Problem Set 8

Due Friday, November 19 at 2:30 pm Pacific

Solutions are available!

🔑 Solutions

In this problem set, you’ll transition away from the regular languages to the context-free languages and to the realm of Turing machines. This will be your first foray beyond the limits of what computers can over hope to accomplish, and we hope that you find this as exciting as we do!

As always, please feel free to drop by office hours or ask on Ed if you have any questions. We'd be happy to help out.

Good luck, and have fun!

Starter Files

Here are the starter files for the problems you'll submit electronically:

📦 PS8 Starter Files

Unpack the files somewhere convenient and open up the bundled project.
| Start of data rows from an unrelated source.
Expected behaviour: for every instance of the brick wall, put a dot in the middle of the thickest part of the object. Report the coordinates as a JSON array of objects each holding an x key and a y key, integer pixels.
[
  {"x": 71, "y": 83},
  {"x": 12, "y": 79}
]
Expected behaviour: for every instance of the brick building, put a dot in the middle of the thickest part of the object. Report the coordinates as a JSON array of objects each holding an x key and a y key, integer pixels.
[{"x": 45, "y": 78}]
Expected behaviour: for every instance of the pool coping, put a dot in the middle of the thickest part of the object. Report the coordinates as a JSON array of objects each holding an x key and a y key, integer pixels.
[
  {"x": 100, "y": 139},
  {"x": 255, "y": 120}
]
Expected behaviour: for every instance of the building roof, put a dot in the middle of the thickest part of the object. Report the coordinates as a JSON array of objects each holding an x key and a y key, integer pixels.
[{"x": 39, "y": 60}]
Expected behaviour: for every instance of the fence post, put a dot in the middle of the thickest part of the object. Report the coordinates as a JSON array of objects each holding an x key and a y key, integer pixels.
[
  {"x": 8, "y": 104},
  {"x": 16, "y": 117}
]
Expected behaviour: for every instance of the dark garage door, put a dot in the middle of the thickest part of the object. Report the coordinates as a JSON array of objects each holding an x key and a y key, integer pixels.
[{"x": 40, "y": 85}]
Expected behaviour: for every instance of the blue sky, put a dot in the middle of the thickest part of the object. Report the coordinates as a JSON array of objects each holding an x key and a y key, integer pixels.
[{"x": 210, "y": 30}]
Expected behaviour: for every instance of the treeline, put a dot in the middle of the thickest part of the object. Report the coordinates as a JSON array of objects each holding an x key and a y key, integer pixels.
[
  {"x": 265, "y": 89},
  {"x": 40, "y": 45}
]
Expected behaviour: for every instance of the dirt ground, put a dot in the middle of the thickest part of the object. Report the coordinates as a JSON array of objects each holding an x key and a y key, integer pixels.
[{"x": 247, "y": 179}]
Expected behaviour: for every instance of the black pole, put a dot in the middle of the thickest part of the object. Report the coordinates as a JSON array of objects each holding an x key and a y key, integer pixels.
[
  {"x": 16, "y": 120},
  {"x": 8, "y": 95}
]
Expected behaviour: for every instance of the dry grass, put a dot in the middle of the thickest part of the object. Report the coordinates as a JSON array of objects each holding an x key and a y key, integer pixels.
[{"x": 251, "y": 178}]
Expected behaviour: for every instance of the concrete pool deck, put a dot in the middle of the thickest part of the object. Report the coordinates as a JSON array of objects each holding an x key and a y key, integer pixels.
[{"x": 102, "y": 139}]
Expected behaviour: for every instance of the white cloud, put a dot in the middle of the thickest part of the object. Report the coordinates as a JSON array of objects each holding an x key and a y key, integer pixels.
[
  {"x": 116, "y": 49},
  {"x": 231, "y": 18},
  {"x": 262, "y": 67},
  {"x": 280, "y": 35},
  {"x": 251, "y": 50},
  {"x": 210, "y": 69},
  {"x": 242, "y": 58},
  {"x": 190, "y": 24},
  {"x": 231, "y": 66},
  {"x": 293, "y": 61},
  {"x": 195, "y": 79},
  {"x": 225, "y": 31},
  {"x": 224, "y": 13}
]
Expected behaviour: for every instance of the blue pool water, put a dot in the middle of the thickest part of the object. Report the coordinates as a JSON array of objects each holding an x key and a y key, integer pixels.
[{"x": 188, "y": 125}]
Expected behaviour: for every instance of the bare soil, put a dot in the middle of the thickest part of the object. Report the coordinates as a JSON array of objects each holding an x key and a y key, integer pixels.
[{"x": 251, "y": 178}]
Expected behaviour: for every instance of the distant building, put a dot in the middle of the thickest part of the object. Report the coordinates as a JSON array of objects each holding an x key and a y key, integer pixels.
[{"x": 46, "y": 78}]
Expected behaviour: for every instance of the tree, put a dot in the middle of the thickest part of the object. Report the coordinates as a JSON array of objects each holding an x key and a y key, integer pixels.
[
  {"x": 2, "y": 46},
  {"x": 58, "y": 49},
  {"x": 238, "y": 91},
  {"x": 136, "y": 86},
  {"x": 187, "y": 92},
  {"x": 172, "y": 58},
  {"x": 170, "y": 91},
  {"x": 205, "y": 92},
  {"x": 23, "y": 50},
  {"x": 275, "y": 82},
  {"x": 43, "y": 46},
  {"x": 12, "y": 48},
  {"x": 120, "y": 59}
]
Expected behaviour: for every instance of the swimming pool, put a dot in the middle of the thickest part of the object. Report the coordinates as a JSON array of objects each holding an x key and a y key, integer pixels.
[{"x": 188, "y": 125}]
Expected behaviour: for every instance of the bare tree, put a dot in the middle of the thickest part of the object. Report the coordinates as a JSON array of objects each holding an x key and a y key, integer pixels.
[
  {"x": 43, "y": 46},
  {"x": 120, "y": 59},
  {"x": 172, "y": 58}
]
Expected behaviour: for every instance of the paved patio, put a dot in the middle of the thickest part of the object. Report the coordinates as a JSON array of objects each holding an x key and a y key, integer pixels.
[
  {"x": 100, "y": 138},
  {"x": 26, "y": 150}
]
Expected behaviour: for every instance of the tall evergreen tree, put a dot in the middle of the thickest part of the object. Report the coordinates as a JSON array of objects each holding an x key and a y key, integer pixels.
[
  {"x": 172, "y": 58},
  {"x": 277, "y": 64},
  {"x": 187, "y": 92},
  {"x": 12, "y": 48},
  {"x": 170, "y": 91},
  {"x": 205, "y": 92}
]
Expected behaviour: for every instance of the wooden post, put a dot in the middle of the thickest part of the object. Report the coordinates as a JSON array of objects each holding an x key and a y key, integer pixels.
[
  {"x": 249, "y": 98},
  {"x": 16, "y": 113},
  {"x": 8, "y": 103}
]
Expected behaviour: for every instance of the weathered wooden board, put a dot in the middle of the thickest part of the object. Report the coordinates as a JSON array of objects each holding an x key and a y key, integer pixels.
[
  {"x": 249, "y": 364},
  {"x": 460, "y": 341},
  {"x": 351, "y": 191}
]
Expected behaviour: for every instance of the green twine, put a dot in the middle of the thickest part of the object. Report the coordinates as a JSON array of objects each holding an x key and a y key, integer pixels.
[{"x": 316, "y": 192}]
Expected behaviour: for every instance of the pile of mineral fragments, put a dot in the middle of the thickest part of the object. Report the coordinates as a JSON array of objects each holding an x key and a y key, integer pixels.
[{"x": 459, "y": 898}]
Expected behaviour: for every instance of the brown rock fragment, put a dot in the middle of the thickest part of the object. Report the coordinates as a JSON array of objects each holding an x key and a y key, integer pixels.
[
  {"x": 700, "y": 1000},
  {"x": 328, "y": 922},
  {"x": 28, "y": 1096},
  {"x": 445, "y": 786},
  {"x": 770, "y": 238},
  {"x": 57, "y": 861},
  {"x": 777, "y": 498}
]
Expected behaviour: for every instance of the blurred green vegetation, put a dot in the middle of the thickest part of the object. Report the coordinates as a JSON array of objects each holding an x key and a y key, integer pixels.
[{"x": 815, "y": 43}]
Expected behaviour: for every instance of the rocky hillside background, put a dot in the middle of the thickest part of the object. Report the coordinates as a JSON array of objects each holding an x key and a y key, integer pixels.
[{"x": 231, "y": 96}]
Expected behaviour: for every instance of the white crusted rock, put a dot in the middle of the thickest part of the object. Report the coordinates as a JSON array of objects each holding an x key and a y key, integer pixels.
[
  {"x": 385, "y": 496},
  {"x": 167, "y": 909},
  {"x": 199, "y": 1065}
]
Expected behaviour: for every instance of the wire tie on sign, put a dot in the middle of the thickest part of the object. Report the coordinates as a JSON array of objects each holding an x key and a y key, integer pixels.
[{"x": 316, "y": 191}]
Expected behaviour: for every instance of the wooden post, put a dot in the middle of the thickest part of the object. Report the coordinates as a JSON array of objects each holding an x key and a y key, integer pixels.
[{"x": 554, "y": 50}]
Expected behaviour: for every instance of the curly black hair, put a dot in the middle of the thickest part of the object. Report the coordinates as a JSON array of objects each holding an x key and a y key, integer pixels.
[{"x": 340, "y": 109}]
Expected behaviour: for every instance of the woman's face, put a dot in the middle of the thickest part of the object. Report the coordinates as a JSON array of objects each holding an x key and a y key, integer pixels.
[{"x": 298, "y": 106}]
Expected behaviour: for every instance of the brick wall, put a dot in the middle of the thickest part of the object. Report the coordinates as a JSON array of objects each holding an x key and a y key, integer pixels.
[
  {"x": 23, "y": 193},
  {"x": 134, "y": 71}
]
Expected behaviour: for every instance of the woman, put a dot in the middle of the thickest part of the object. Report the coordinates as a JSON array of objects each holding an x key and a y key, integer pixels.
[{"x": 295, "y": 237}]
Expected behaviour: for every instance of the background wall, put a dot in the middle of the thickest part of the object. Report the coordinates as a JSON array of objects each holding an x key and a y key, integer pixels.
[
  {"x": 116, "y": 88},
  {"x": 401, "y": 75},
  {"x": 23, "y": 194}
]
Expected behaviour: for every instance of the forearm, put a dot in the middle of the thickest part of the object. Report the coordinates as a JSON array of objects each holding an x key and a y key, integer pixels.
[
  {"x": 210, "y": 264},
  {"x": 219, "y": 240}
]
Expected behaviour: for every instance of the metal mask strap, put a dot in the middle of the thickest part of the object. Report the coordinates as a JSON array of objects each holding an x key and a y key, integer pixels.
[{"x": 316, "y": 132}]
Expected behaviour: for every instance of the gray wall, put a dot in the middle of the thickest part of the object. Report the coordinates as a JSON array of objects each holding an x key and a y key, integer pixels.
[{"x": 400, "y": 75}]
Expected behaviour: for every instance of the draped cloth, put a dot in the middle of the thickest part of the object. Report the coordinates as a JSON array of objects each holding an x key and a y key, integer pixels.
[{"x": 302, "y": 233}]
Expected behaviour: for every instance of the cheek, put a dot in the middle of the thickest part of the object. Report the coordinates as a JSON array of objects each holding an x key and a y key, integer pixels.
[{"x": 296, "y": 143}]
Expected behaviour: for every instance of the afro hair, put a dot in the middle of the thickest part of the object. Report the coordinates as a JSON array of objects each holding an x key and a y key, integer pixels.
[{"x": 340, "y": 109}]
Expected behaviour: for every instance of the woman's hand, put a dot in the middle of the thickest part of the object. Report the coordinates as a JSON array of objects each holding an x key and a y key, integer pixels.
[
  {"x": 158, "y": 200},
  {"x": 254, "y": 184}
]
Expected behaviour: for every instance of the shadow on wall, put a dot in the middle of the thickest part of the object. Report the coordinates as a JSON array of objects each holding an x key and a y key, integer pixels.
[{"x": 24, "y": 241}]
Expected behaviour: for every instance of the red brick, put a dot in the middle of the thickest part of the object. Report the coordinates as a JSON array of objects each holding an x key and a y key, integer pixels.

If you would like to type your solutions in $\LaTeX$, you may want to download this template file where you can place your answers:

🖋 PS8 $\LaTeX$ Template

Problem One: Designing CFGs

For each of the following languages, design a CFG for that language. To do so, download the starter files for Problem Set Eight and extract them somewhere convenient. Write and save your answers in the file res/Grammars.cfgs. Use the provided program to test and explore your CFG, and submit on Gradescope once you’re finished.

As a note – tests for CFGs take longer to run than tests for regular expressions, DFAs, etc. If the test driver is running slowly on your system, set the project to build in Release rather than Debug mode. To do this, go to the left side of the Qt Creator window and click the picture of a monitor with “Debug” written below it. Then, choose the “Release” option. This disables debugging and turns on optimization, which markedly speeds up the tests.

Before starting this problem, read the Guide to CFGs for advice and tips on how to design context-free grammars.

Given $\Sigma = \Set{\mathtt{a}, \mathtt{b}, \mathtt{c}}$, write a CFG for the language { $w \in \Sigma^\star \suchthat w$ contains aa as a substring }. For example, the strings aa, baac, and ccaabb are all in the language, but aba is not.

In our lecture on regular expressions, we wrote the following regular expression that matched email addresses:

a⁺(.a⁺)*@a⁺(.a⁺)⁺

Given $\Sigma = \Set{\mathtt{@}, \mathtt{.}, \mathtt{a}}$, write a CFG whose language is the same as the language of this regular expression.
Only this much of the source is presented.